One day I realized that my childhood was not “normal” either, but not because of dysfunction. On the contrary, my childhood was starting to seem different because of how good it was! I’m not saying that it was perfect, or that we never did anything wrong, but compared to so many stories I’ve heard, it sure seemed close to perfect to me.
My parents had a healthy, happy marriage and there was no drug or alcohol problems. My dad worked as an electrician his whole life. My parents brought us all to church every Sunday. We always had food on the table and clothes to wear. (Maybe not designer brand clothes) but good enough, and they were clean. My parents loved and cared for us. They were Christians and taught us by example. I was truly blessed!
An especially prominent time I remember my mother “resembling Jesus” to me was when I was 19 years old.

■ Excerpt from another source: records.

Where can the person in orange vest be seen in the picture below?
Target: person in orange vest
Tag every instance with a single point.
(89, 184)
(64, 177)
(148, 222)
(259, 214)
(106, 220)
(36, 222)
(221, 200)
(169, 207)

I was unmarried and pregnant. I was very ashamed because I knew this is not what they would have wanted for me. I thought they would be disappointed in me and I was nervous to tell them about it. As my boyfriend and I sat at the table to tell them about it, I put my head down. I kept it down the entire time we talked. At one point my mother said, “look up at me” but I refused. At the end of the discussion, my mother got up, walked over to me, lifted my chin with her hands and said,” I still love you.” I felt so relieved and comforted to hear those words from her just then. She was being an example of Jesus to me at that moment. Even though we sin, he still loves us.
I work at an elementary school and I can not believe how many children are from one parent families or live with a grandparent instead of a parent. It is sad to me how many children have siblings that don’t live with them for one reason or another. In today’s world the family is so broken down, compared to what it used to be. The older I get, the more I realize how truly blessed I was to grow up in a loving, two parent Christian family. Thank you God for my parents. I just wrote a children’s book based on the memories of our family’s pet goat. I enjoy children so much and I hope they enjoy my book!